Jerusalém que significa “cidade da
paz” faz o contrário. Em vez de viver para criar a paz, Jerusalém provoca a violência:
“Jerusalém, Jerusalém! Tu que matas os profetas e apedrejas os que te foram
enviados!”, lamenta Jesus. Jerusalém não vive de acordo com seu nome:
“cidade da paz”. Talvez possamos dizer isto, na linguagem de Santo Agostinho,
para nosso contexto: “O nome de cristão traz em si a conotação de justiça,
bondade, integridade, paciência, castidade, prudência, amabilidade, inocência e
piedade. Como podes explicar a apropriação de tal nome se tua conduta mostra
tão poucas dessas muitas virtudes?” (De vit. christ. 6).
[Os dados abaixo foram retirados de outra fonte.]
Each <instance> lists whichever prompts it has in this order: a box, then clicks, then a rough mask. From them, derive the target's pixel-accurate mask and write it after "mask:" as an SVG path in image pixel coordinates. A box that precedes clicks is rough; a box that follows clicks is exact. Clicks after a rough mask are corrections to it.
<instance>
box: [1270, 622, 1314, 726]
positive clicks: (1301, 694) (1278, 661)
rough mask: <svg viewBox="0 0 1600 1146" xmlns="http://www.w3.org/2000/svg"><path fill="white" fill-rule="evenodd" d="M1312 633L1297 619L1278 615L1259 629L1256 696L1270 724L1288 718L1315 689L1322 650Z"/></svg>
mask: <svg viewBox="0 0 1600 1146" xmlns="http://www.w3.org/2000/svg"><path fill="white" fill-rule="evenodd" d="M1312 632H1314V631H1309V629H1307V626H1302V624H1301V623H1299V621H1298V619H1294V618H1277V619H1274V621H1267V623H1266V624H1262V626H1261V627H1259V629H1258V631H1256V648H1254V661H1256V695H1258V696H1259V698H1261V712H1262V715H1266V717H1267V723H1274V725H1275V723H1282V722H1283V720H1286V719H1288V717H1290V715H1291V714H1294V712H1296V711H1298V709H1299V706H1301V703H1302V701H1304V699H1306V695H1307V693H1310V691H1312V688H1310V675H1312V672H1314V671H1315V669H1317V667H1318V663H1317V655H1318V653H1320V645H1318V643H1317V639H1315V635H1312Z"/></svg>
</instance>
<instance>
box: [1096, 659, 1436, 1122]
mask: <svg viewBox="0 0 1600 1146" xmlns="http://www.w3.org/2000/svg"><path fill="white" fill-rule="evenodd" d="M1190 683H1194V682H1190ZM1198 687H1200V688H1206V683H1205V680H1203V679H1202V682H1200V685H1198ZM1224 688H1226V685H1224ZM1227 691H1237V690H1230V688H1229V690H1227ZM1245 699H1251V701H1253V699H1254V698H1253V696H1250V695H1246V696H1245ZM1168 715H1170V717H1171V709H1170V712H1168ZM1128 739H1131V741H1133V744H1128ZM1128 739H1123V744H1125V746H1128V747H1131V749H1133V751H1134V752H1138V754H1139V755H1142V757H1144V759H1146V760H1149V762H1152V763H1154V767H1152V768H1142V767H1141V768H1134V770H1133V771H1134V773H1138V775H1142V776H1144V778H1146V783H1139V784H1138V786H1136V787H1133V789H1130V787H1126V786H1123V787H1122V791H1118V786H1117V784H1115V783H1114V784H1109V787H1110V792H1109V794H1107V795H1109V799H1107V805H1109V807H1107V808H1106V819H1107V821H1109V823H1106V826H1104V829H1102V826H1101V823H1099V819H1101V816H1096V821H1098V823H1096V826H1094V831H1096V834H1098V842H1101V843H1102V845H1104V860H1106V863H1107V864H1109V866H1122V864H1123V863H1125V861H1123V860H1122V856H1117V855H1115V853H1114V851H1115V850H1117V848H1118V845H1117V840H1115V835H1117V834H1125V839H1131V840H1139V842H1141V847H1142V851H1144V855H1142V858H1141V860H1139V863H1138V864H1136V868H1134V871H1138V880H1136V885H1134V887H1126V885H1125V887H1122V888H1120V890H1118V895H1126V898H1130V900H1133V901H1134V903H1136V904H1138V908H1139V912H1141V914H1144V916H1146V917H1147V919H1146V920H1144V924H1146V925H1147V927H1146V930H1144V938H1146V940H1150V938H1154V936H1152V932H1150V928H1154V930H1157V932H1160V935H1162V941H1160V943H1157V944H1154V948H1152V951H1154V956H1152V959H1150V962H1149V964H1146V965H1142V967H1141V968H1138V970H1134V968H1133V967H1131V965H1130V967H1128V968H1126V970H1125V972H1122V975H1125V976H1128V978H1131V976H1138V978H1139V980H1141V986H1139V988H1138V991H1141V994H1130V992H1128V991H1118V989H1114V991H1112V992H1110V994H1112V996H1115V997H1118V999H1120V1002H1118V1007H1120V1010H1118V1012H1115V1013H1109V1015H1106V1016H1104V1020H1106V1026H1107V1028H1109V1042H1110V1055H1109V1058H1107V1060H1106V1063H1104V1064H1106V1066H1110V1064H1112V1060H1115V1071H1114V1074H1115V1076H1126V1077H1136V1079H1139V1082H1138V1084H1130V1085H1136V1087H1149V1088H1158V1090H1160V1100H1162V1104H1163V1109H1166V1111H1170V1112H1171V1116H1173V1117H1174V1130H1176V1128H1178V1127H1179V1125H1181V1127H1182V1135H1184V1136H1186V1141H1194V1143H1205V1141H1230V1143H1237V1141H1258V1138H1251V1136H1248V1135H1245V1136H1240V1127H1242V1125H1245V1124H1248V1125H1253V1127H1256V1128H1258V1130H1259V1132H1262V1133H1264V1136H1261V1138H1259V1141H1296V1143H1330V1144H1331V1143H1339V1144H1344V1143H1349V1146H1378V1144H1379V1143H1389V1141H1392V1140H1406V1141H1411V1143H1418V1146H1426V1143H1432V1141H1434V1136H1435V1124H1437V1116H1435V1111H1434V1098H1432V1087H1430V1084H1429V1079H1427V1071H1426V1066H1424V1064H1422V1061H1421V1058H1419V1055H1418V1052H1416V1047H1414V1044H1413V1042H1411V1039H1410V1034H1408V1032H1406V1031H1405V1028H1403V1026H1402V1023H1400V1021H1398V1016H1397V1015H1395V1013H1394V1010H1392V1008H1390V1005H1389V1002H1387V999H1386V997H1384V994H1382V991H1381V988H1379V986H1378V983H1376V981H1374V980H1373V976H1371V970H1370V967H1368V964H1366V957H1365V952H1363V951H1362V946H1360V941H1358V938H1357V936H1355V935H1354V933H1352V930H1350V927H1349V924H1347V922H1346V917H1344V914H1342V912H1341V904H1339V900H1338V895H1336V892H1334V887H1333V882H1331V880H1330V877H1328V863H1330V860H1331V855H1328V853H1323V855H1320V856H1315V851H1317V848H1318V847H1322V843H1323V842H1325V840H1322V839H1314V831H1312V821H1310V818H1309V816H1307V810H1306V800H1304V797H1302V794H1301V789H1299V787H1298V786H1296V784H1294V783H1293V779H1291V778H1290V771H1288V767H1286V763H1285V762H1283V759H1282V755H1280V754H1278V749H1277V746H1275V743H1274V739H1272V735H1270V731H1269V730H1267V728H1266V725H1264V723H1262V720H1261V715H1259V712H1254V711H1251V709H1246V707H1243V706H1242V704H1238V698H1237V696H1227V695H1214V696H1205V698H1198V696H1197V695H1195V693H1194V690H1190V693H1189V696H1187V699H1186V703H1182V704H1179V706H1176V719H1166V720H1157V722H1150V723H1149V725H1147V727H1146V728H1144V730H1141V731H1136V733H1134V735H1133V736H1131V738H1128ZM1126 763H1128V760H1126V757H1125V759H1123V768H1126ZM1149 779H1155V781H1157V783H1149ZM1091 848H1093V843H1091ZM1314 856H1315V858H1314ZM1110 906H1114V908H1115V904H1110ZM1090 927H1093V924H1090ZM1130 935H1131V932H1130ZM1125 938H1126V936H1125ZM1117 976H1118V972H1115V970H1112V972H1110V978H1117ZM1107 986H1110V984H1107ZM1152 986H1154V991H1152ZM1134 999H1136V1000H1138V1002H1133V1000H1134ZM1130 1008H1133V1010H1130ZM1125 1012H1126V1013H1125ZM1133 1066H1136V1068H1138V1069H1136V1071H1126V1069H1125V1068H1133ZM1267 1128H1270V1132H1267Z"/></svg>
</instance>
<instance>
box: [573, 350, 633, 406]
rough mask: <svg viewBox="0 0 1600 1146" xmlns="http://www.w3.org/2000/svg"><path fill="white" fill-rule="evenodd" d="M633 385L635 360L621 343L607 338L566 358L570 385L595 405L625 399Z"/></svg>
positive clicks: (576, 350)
Pelo Batismo nos é confiada a missão
de proclamar a Boa Nova de salvação. No cumprimento fiel dessa missão não
podemos dar-nos descanso: “Eu faço curas hoje e amanhã; e no terceiro
dia terminarei o meu trabalho. Preciso caminhar hoje, amanhã e depois de
amanhã”. São Paulo escreveu ao Timóteo: “Prega a palavra, insiste
oportuna e importunamente, repreende, ameaça, exorta com toda paciência e
empenho de instruir” (2Tm 4,2). Não podemos enterrar as oportunidades,
pois precisamos viver para fazer o bem (cf. At 10,38). Eu preciso fazer o bem
hoje, amanhã e depois de amanhã (em todos os dias da minha vida). Nisto
alcançarei a minha perfeição humana.